= Carrier-Suppressed Return-to-Zero =

Optical line code

Carrier-Suppressed Return-to-Zero (CSRZ) is an optical line code.

==Overview==
In CSRZ the field intensity drops to zero between consecutive bits (RZ), and the field phase alternates by π radians between neighbouring bits, so that if the phase of the signal is e.g. 0 in even bits (bit number 2n), the phase in odd bit slots (bit number 2n+1) will be π, the phase alternation amplitude. In its standard form CSRZ is generated by a single Mach–Zehnder modulator (MZM), driven by two sinusoidal waves at half the bit rate B_{R}, and in phase opposition. This gives rise to characteristically broad pulses (duty cycle 67%).

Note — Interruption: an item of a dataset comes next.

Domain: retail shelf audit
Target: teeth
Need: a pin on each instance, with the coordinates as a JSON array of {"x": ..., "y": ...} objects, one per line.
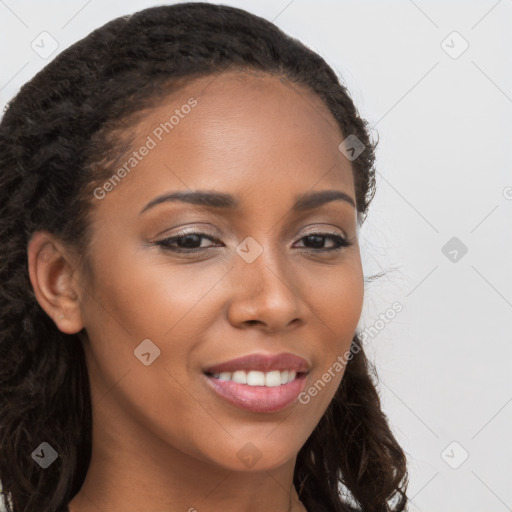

The signal format Alternate-Phase Return-to-Zero (APRZ) can be viewed as a generalisation of CSRZ in which the phase alternation can take up any value ΔΦ (and not necessarily only π) and the duty cycle is also a free parameter.

CSRZ can be used to generate specific optical modulation formats, e.g. CSRZ-OOK, in which data is coded on the intensity of the signal using a binary scheme (light on=1, light off=0), or CSRZ-DPSK, in which data is coded on the differential phase of the signal, etc. CSRZ is often used to designate APRZ-OOK.

The characteristic properties of an CSRZ signal are those to have a spectrum similar to that of an RZ signal, except that frequency peaks (still at a spacing of B_{R}) are shifted by B_{R}/2 with respect to RZ, so that no peak is present at the carrier and power is ideally zero at the carrier frequency (hence the name).

Compared to standard RZ-OOK, the CSRZ-OOK is considered to be more tolerant to filtering and chromatic dispersion, thanks to its narrower spectrum.